Reply to  Barbara Hamrick
December 2, 2015 9:09 pm

“Science in this country has taken a huge hit. It’s at the point where I do not have confidence in any of the traditionally science-heavy agencies (e.g., NASA and NOAA). The incessant call to shut down debate is astounding. As a scientist (physicist), I’m seriously frightened about our future, and not because I fear the climate changing (it always has and always will), but because the whole understanding of how science actually works is being politically defined, confined, and corrupted.
Barbara L. Hamrick”
Powerful paragraph Hamrick.
As trite as it may sound, the freedom for science to conduct its objective methods is under attack.
That attack is also an attack on freedom of expression/speech.
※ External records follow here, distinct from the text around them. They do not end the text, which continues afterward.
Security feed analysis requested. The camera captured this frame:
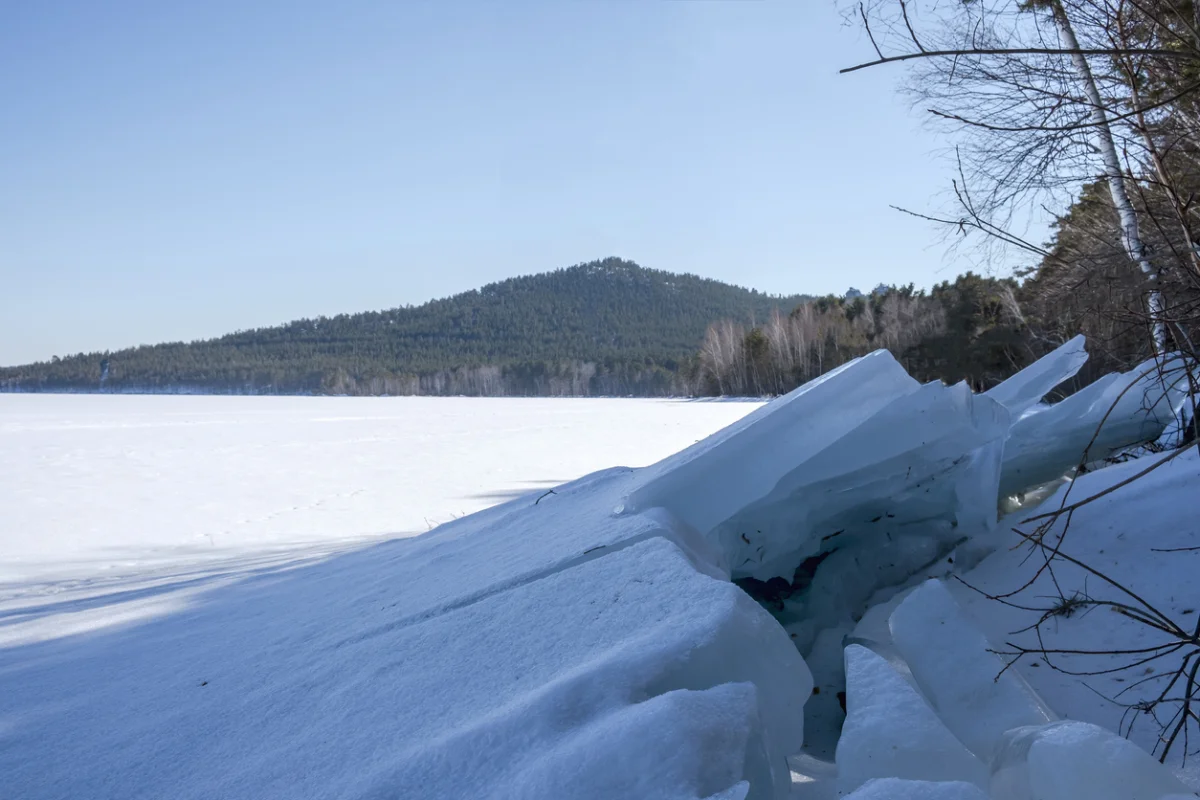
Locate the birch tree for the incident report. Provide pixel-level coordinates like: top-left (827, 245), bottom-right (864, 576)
top-left (1046, 0), bottom-right (1166, 350)
top-left (843, 0), bottom-right (1200, 354)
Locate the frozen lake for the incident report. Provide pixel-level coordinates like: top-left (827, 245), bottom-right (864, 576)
top-left (0, 394), bottom-right (761, 586)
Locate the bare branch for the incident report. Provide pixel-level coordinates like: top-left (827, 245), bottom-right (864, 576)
top-left (841, 46), bottom-right (1194, 75)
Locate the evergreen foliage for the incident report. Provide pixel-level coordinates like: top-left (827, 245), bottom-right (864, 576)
top-left (0, 258), bottom-right (807, 397)
top-left (697, 274), bottom-right (1030, 396)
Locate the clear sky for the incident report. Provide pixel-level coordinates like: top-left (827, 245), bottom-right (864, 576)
top-left (2, 1), bottom-right (978, 366)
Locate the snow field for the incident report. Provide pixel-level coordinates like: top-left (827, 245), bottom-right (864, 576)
top-left (2, 338), bottom-right (1197, 799)
top-left (0, 394), bottom-right (762, 582)
top-left (0, 457), bottom-right (808, 799)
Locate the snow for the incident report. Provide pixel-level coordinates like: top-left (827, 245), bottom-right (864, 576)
top-left (3, 394), bottom-right (817, 800)
top-left (950, 445), bottom-right (1200, 789)
top-left (0, 394), bottom-right (761, 583)
top-left (889, 579), bottom-right (1056, 760)
top-left (842, 778), bottom-right (989, 800)
top-left (1, 533), bottom-right (807, 800)
top-left (836, 644), bottom-right (987, 794)
top-left (0, 463), bottom-right (807, 798)
top-left (3, 341), bottom-right (1197, 799)
top-left (990, 721), bottom-right (1193, 799)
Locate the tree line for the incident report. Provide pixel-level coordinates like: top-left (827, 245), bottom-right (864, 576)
top-left (0, 259), bottom-right (804, 397)
top-left (841, 0), bottom-right (1200, 378)
top-left (696, 274), bottom-right (1030, 396)
top-left (692, 0), bottom-right (1200, 399)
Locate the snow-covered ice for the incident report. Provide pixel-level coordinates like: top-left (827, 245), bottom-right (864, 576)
top-left (951, 445), bottom-right (1200, 790)
top-left (1, 530), bottom-right (808, 799)
top-left (890, 579), bottom-right (1055, 760)
top-left (2, 394), bottom-right (809, 800)
top-left (2, 340), bottom-right (1197, 799)
top-left (836, 644), bottom-right (987, 794)
top-left (990, 721), bottom-right (1194, 799)
top-left (842, 778), bottom-right (989, 800)
top-left (0, 393), bottom-right (760, 583)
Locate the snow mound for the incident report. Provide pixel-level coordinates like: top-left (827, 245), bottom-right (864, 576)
top-left (843, 777), bottom-right (990, 800)
top-left (0, 470), bottom-right (810, 800)
top-left (952, 445), bottom-right (1200, 789)
top-left (990, 721), bottom-right (1194, 800)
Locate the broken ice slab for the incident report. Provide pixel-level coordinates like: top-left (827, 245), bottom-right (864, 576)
top-left (889, 579), bottom-right (1054, 761)
top-left (990, 721), bottom-right (1194, 800)
top-left (836, 645), bottom-right (988, 795)
top-left (845, 584), bottom-right (916, 655)
top-left (802, 624), bottom-right (852, 759)
top-left (713, 378), bottom-right (1009, 581)
top-left (985, 334), bottom-right (1088, 419)
top-left (628, 337), bottom-right (1184, 585)
top-left (1000, 353), bottom-right (1191, 497)
top-left (623, 350), bottom-right (921, 549)
top-left (626, 336), bottom-right (1182, 589)
top-left (626, 350), bottom-right (1011, 582)
top-left (842, 777), bottom-right (990, 799)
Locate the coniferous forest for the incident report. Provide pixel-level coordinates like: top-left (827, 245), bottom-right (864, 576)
top-left (0, 259), bottom-right (808, 397)
top-left (7, 220), bottom-right (1193, 399)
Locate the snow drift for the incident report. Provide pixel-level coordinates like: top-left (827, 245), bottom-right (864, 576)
top-left (1, 339), bottom-right (1193, 799)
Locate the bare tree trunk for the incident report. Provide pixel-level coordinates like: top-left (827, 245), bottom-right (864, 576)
top-left (1052, 0), bottom-right (1166, 352)
top-left (1194, 0), bottom-right (1200, 53)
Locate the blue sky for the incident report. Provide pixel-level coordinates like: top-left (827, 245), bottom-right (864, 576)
top-left (2, 1), bottom-right (984, 366)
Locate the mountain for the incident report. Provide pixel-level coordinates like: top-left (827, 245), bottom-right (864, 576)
top-left (0, 258), bottom-right (809, 397)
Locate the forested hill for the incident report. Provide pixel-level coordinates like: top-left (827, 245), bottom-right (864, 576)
top-left (0, 259), bottom-right (808, 397)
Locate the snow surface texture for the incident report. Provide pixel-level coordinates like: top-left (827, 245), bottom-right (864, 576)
top-left (843, 778), bottom-right (989, 800)
top-left (991, 721), bottom-right (1193, 799)
top-left (951, 445), bottom-right (1200, 792)
top-left (0, 466), bottom-right (811, 800)
top-left (2, 341), bottom-right (1195, 799)
top-left (2, 395), bottom-right (812, 800)
top-left (0, 394), bottom-right (762, 582)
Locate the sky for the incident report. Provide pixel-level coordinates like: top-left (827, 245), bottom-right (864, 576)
top-left (1, 1), bottom-right (999, 366)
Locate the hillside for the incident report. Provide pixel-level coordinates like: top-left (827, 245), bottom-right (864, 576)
top-left (0, 258), bottom-right (807, 397)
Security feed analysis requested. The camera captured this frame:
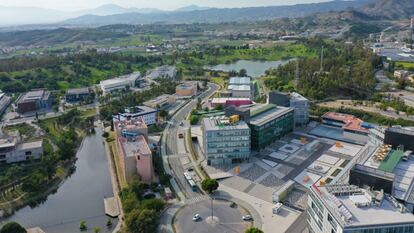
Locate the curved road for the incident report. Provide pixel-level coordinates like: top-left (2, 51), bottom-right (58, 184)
top-left (161, 83), bottom-right (219, 199)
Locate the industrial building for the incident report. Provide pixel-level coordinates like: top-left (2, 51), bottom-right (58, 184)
top-left (308, 184), bottom-right (414, 233)
top-left (0, 90), bottom-right (11, 116)
top-left (202, 116), bottom-right (250, 166)
top-left (65, 87), bottom-right (93, 102)
top-left (226, 104), bottom-right (294, 149)
top-left (227, 77), bottom-right (252, 99)
top-left (268, 91), bottom-right (309, 126)
top-left (0, 132), bottom-right (43, 164)
top-left (113, 106), bottom-right (158, 126)
top-left (114, 119), bottom-right (153, 183)
top-left (146, 65), bottom-right (177, 80)
top-left (143, 94), bottom-right (176, 109)
top-left (100, 72), bottom-right (141, 95)
top-left (16, 89), bottom-right (53, 114)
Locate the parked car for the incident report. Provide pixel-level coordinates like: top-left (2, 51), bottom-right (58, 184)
top-left (178, 133), bottom-right (184, 138)
top-left (230, 202), bottom-right (237, 208)
top-left (242, 215), bottom-right (252, 221)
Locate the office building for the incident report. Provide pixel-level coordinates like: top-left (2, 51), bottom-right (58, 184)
top-left (308, 184), bottom-right (414, 233)
top-left (202, 117), bottom-right (250, 166)
top-left (289, 92), bottom-right (309, 126)
top-left (322, 112), bottom-right (369, 135)
top-left (368, 126), bottom-right (387, 146)
top-left (384, 126), bottom-right (414, 151)
top-left (146, 65), bottom-right (177, 80)
top-left (16, 89), bottom-right (53, 114)
top-left (226, 104), bottom-right (294, 149)
top-left (100, 72), bottom-right (141, 94)
top-left (268, 91), bottom-right (309, 126)
top-left (113, 106), bottom-right (158, 126)
top-left (114, 119), bottom-right (153, 183)
top-left (65, 87), bottom-right (93, 102)
top-left (0, 90), bottom-right (11, 116)
top-left (143, 94), bottom-right (176, 109)
top-left (0, 132), bottom-right (43, 164)
top-left (227, 77), bottom-right (252, 99)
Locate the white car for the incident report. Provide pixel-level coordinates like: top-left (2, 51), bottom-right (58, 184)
top-left (192, 214), bottom-right (201, 221)
top-left (242, 215), bottom-right (252, 221)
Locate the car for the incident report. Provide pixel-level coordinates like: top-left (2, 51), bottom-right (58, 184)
top-left (192, 214), bottom-right (200, 221)
top-left (230, 202), bottom-right (237, 208)
top-left (178, 133), bottom-right (184, 138)
top-left (187, 167), bottom-right (194, 172)
top-left (180, 122), bottom-right (184, 126)
top-left (242, 215), bottom-right (252, 221)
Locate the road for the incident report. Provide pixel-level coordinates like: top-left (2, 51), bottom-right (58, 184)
top-left (162, 83), bottom-right (219, 199)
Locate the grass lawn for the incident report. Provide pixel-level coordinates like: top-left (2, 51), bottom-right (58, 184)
top-left (396, 61), bottom-right (414, 70)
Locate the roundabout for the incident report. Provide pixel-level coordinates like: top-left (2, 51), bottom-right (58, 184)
top-left (174, 199), bottom-right (253, 233)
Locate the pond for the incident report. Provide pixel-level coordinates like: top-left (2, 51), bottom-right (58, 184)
top-left (204, 60), bottom-right (289, 78)
top-left (0, 127), bottom-right (117, 233)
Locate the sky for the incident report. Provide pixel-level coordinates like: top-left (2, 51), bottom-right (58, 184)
top-left (0, 0), bottom-right (331, 11)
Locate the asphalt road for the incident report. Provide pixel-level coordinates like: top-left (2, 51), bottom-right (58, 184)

That attack is an attack on the rights commoners achieved post Magna Carta.
Science has not forgotten how to practice the scientific method. Its objectivity has been coopted. While this is not new, it certainly is being done on a grand scale for a grand topic. It could be that people won’t miss it until it is gone.
Hope not, but that seems to be human nature.

powersbe
Reply to  Barbara Hamrick
December 3, 2015 3:09 pm

Bravo and well stated!

simple-touriste
December 2, 2015 8:10 pm

When a record is broken on every race in a world championship, the public, reasonably, doubts the results. Too good to be true is often fake. Even great sport champions don’t always win.
When everything is “explained” by climate change/global warming, what do you expect?
And why don’t we see the negative results in biomedicine?

Cat
December 2, 2015 8:27 pm

If this study has any importance, it’s fleeting and certainly not science. This was an exercise in marketing and public perception. Why was it even funded by the National $cience Foundation? After all, the National $cience Foundation is supposed to produce science, not propaganda.
This outfit is in serious need of a labotomy.
Lamar Smith should take a hard look at what it’s doing with taxpayers’ dollars.

Janice Moore
December 2, 2015 8:37 pm

Well. Abe. (o_o)
Not sure about all you wrote, but one thing is quite clear from what you wrote:
You like pot — a lot.

Reply to  Janice Moore
December 2, 2015 8:45 pm

Okay, tonite it was my turn to laugh.
He’s obviously not on the final edit team.

Janice Moore
Reply to  Janice Moore
December 2, 2015 9:34 pm

Nope (lol). Abe is obviously on the rolling team. HICC! er, no, I mean, cough… cough… ggggiiiiigggggglle (well, I’ve heard that is what potheads do — cough and giggle a lot). And stink — THAT I have experiential knowledge of. “What was that stench back there?!?” I asked my companion. “THAT was pot (sp?),” he said.